Eastplats fears ongoing market conditions
Posted: Tue, 31 Mar 2009
[miningmx.com] -- Platinum group metals producer Eastern Platinum has posted full year net earnings of $16.4m after 2007’s loss of $26.8m despite selling PGMs below cost price in the fourth quarter of 2008.The average delivered basket price per PGM ounce was $550 in the fourth quarter, a decrease of 54% compared to $1,193 in the third quarter. The operating cash costs net of by-product (chrome) credits was $578 per ounce for the fourth quarter. “Because of the sharp decline in PGM prices in Q4 2008, concentrate deliveries made prior to Q4 2008 were settled in Q4 2008 at much lower prices than those in effect on the dates of the deliveries,” Eastplats said in a management’s discussion and analysis of its full year financial results for the year ended 31 December 2008 on Tuesday.
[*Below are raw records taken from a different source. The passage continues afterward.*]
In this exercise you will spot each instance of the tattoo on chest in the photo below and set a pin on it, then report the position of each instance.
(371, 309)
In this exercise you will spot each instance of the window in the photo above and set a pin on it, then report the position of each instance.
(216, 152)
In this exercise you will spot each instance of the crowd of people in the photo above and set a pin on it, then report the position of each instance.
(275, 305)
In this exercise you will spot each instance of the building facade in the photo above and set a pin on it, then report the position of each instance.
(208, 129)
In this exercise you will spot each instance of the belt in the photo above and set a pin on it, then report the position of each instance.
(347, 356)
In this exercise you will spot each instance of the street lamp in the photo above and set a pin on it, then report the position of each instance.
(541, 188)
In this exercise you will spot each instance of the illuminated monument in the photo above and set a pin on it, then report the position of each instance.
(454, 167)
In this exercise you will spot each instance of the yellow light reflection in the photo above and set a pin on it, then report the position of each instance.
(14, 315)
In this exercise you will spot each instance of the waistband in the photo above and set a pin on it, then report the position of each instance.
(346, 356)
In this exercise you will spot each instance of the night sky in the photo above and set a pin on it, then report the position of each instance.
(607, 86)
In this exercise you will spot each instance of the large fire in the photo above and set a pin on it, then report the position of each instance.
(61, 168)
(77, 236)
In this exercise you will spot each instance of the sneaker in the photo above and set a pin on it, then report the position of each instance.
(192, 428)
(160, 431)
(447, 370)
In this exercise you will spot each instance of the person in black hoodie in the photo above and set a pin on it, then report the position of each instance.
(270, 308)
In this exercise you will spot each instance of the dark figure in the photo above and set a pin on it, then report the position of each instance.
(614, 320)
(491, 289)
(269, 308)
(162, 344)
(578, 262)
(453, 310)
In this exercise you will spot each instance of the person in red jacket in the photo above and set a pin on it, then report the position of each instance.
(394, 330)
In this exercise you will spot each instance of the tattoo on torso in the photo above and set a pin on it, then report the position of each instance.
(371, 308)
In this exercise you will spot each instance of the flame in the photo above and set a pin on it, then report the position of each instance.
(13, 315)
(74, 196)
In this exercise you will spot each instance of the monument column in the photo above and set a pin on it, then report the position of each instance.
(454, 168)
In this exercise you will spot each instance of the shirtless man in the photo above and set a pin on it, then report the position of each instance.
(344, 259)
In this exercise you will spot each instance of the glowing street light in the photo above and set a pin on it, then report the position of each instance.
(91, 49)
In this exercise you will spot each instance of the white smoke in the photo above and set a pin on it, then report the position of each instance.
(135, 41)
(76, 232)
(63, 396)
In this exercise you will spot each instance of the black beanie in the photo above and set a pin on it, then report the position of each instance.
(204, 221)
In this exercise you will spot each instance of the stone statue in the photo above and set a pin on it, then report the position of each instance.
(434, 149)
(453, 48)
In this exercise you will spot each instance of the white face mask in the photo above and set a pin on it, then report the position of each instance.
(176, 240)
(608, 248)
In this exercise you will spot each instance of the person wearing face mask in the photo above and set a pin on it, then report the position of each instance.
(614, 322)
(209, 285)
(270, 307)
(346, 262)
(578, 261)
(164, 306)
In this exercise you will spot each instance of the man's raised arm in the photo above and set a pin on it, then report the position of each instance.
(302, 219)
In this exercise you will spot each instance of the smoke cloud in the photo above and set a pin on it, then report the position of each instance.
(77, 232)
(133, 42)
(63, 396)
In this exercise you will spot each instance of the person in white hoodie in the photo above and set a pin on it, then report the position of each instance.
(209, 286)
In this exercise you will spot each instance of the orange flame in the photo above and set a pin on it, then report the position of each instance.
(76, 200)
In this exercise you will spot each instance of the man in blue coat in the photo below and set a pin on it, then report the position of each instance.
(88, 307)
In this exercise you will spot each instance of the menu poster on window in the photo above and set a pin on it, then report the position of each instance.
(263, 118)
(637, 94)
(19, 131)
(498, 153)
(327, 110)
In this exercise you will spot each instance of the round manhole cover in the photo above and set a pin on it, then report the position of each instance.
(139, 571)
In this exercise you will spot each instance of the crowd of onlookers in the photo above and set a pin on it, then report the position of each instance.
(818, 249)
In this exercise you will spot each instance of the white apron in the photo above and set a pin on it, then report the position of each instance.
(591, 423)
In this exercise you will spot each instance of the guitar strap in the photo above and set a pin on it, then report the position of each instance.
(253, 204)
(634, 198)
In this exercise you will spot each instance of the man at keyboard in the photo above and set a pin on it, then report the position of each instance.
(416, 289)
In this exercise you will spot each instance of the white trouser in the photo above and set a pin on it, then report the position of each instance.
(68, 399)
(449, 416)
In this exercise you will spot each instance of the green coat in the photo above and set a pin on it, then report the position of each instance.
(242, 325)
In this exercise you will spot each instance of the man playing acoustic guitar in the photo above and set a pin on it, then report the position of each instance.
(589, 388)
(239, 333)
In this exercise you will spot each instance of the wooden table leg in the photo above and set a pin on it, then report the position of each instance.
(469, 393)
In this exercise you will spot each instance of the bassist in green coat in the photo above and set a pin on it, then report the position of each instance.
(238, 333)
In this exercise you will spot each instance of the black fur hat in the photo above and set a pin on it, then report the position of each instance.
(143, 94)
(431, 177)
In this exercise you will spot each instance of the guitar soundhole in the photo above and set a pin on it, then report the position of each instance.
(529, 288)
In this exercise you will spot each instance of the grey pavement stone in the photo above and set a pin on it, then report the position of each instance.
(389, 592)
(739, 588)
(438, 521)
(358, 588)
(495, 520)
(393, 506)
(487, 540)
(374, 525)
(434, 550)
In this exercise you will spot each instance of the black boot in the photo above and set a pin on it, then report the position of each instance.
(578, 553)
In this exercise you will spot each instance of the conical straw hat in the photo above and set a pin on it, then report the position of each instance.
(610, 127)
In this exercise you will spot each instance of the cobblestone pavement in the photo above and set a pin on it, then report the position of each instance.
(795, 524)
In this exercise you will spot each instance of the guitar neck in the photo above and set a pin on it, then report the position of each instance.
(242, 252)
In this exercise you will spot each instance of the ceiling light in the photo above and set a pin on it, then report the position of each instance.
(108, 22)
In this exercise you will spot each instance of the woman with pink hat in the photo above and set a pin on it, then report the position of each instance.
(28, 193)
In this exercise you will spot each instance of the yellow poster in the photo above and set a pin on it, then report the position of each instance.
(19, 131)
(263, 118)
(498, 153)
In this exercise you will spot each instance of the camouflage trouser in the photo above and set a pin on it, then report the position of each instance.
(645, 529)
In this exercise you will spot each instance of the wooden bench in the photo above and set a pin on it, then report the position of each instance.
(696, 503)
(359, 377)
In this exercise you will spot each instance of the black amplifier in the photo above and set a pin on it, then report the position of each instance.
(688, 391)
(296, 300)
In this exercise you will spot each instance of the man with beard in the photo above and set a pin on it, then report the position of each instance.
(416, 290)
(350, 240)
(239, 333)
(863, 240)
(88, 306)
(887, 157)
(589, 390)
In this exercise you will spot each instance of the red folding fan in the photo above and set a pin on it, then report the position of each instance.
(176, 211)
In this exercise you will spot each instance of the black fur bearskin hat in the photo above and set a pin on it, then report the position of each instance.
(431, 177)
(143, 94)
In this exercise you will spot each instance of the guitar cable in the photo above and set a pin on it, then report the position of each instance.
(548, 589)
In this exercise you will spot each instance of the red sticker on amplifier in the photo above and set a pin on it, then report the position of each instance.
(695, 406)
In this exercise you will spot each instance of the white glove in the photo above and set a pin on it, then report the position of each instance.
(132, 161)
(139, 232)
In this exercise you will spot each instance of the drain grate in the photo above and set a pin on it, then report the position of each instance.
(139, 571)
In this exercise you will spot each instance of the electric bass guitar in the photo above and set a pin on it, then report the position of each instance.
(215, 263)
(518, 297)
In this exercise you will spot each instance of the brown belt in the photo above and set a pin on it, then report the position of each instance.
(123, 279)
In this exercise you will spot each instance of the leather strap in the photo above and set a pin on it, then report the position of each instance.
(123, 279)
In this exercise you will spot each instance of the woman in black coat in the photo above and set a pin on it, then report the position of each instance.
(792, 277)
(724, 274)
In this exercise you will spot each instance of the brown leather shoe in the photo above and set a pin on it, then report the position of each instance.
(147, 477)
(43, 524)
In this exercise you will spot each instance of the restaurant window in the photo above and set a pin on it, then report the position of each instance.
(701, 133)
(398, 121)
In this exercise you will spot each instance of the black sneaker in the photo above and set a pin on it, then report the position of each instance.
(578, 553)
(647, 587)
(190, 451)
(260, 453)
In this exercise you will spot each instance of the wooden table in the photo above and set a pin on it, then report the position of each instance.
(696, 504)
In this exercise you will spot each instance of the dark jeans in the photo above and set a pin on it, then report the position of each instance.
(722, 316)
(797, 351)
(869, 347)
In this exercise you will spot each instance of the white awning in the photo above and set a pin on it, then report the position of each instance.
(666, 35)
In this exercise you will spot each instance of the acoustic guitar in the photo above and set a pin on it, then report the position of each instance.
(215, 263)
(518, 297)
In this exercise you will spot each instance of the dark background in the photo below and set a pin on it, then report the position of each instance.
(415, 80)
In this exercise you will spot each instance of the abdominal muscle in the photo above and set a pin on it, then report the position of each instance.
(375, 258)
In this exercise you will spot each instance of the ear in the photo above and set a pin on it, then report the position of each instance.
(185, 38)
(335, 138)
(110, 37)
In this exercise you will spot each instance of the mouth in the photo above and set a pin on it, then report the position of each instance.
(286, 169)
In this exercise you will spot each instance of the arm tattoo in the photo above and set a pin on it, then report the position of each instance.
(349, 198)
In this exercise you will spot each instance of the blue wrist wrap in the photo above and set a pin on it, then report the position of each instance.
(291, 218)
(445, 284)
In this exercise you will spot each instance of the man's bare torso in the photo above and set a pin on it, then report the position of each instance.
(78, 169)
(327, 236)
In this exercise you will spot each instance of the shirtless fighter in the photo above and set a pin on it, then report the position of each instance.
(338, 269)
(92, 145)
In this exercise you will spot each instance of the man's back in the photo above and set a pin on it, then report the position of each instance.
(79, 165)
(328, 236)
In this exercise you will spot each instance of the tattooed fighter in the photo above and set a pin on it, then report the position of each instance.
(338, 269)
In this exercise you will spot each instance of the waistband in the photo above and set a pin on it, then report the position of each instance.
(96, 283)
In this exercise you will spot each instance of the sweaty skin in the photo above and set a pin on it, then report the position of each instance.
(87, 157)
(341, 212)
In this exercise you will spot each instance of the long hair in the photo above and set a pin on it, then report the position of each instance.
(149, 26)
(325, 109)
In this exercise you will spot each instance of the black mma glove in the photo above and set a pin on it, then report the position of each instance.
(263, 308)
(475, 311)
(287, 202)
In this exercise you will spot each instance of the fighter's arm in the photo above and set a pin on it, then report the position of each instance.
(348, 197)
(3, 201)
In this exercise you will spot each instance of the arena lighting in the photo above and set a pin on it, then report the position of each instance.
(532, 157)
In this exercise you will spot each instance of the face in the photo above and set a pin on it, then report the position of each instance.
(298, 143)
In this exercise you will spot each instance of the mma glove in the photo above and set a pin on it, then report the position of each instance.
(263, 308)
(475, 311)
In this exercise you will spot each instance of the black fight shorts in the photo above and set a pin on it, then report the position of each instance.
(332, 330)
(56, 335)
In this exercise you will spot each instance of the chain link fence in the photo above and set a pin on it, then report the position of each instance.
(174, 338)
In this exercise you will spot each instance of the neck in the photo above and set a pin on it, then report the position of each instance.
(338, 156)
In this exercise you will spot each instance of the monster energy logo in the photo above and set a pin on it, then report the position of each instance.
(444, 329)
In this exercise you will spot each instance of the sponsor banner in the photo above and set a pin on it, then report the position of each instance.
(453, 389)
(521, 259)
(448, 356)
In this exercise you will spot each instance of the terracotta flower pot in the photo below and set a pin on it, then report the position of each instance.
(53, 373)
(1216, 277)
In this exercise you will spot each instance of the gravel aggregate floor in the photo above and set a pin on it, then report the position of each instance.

If current market conditions persist for an extended time and PGM prices remain at present levels or lower, the cash flow from its Crocodile River mine (CRM) will be insufficient to advance its development projects, the company said. In the last few months, declining PGM prices and negative market sentiment have lead to Eastplats’ market capitalisation dropping below its book value as at 31 December 2008. “If market volatility and uncertainty continue or worsen, the value of the company’s common shares could continue to be adversely affected, making accessibility to public financing even more difficult,” Eastplats said. The company had no long-term debt at 31 December 2008 and expects to resume generating positive cash flows in the first half of 2009. Eastplats is South Africa's sixth-largest platinum group metals (PGM) producer with assets on the western and eastern limbs of the Bushveld Complex. The company’s primary operating asset is an 87.5% interest in Barplats Investments, whose main assets are the PGM producing CRM and the non-producing Kennedy’s Vale project. Eastplats also has a 75.5% interest in Mareesburg Platinum JV and a 93.4% in Spitzkop PGM Project.